The State of Ohio and Rock Ohio Caesars reached an agreement covering taxes and fees for the casinos in Cleveland and Cincinnati. Rock Ohio Caesars will pay an additional $110 million in fees over the next 10 years, and the state agreed to drop its proposal to apply the Commercial Activity Tax against total betting. The agreement (PDF) also says that the phase one and phase two casinos in Cleveland will be considered one casino, and authorizes slot machines at racetracks. Construction is expected to resume soon.

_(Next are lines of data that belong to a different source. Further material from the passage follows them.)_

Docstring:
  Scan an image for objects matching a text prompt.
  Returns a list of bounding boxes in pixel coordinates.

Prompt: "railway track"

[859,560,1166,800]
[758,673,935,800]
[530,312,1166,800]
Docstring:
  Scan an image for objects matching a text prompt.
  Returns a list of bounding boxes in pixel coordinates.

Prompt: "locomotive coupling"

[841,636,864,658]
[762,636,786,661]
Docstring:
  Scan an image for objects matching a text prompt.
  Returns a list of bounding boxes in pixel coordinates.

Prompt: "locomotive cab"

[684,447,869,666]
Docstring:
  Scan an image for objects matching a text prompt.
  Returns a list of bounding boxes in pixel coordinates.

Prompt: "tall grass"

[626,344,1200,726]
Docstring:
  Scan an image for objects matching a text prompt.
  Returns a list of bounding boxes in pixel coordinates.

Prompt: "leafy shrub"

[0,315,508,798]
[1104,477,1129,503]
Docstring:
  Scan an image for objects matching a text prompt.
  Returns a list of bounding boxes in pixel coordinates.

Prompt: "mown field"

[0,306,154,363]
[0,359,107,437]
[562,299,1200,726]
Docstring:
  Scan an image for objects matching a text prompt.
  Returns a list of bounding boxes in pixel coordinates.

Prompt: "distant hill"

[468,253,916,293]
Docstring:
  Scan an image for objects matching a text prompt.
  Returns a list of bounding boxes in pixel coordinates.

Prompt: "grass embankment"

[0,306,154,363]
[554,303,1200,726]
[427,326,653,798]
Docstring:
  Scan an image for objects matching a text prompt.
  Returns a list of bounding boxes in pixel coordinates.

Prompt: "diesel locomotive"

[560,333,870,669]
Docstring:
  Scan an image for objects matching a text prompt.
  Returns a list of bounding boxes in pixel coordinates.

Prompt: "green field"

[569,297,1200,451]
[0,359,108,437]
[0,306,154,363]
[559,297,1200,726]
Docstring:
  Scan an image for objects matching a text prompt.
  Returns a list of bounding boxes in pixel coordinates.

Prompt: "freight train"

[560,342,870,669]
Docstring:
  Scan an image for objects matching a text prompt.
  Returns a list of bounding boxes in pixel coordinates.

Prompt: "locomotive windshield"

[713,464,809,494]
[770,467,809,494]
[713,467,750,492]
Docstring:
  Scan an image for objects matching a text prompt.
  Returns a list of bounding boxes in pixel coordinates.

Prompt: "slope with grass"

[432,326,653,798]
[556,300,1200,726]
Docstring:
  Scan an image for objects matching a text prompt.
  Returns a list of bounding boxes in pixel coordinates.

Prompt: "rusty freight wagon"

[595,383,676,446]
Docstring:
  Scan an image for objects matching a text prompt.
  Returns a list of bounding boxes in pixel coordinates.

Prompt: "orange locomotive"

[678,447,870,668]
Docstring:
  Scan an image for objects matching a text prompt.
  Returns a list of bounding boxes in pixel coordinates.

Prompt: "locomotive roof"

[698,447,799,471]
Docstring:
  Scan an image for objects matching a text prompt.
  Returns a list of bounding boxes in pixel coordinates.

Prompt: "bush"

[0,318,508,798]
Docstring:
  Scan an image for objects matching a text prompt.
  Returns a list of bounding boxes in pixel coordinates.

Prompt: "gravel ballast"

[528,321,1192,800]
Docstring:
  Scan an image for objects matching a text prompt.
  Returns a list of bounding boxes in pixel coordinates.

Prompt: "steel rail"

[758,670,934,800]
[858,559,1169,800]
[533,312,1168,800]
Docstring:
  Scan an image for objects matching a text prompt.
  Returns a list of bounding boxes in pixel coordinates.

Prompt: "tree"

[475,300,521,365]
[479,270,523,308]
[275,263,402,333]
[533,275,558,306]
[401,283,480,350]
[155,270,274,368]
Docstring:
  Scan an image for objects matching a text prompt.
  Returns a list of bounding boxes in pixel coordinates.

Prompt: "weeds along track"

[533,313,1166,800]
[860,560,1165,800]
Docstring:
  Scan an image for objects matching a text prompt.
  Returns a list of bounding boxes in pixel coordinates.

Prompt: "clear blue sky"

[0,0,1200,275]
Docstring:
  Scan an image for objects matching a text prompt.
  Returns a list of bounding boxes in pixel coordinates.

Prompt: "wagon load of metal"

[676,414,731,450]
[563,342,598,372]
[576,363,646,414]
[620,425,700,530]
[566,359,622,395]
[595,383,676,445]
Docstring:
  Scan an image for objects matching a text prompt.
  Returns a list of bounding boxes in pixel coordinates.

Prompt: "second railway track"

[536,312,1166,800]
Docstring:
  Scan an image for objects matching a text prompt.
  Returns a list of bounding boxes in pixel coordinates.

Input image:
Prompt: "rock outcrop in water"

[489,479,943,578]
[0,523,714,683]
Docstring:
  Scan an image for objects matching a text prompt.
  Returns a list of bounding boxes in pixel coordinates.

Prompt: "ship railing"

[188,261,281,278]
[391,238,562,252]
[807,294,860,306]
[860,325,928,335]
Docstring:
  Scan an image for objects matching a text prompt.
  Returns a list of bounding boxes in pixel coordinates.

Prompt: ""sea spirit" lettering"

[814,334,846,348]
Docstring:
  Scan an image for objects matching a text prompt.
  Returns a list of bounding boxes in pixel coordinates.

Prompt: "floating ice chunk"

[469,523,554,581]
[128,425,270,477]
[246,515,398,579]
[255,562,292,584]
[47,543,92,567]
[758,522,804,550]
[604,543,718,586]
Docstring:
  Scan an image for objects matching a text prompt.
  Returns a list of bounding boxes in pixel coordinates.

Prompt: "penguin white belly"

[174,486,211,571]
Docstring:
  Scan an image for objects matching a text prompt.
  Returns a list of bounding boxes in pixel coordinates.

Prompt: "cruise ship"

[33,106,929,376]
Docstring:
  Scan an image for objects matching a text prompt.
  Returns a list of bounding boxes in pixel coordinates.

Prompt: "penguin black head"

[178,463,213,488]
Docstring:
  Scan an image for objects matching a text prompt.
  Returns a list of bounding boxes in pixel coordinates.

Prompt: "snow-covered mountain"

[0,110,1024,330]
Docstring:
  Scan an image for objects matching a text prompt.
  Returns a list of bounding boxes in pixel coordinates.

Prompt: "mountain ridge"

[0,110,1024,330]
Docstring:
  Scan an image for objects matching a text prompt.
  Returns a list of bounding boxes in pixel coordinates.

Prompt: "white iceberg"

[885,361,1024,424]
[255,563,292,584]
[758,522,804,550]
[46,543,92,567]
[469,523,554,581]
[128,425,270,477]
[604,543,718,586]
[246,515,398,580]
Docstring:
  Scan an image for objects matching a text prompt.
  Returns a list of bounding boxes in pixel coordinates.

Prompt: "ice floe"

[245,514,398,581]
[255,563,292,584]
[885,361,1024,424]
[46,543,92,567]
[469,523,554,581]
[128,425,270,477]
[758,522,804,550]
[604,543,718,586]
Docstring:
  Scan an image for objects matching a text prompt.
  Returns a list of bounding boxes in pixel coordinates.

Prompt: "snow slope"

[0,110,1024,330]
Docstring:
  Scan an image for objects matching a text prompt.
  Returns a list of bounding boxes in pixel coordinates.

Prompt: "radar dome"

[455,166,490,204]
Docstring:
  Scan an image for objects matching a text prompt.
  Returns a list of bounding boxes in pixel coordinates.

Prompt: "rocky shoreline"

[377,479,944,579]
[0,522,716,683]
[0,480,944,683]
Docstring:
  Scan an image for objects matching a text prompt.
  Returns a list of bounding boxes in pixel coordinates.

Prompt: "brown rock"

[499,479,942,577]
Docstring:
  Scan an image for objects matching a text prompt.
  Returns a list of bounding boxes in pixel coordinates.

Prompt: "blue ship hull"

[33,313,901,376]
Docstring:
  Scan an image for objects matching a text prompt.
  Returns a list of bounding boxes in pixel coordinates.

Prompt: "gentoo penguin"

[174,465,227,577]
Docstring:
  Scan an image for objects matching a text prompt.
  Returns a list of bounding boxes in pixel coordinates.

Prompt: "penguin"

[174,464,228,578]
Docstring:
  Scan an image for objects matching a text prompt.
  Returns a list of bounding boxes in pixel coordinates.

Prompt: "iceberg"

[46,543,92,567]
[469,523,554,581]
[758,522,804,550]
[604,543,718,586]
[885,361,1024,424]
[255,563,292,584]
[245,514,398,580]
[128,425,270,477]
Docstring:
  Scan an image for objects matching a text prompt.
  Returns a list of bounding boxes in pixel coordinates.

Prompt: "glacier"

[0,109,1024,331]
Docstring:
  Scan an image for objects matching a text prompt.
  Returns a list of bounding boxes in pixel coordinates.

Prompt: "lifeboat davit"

A Plain Dealer editorial said the agreement "appears to be a true win-win for Ohioans", while an Akron Beacon Journal editorial said it "must be seen as a limited victory over gambling interests." An anti-gambling group said that it will challenge the deal in court. Steven Litt reflected on the recent Cleveland Landmarks Commission decision, and said that Rock Gaming needs to improve its casino planning efforts.

The City of Cleveland's Downtown Design Review Committee and City Planning Commission reviewed and approved the latest designs for the Medical Mart and new convention center. They include concepts for incorporating the current site of the Cuyahoga County Administration Building into future phases. Marc Lefkowitz has concerns about the plans for Malls B and C.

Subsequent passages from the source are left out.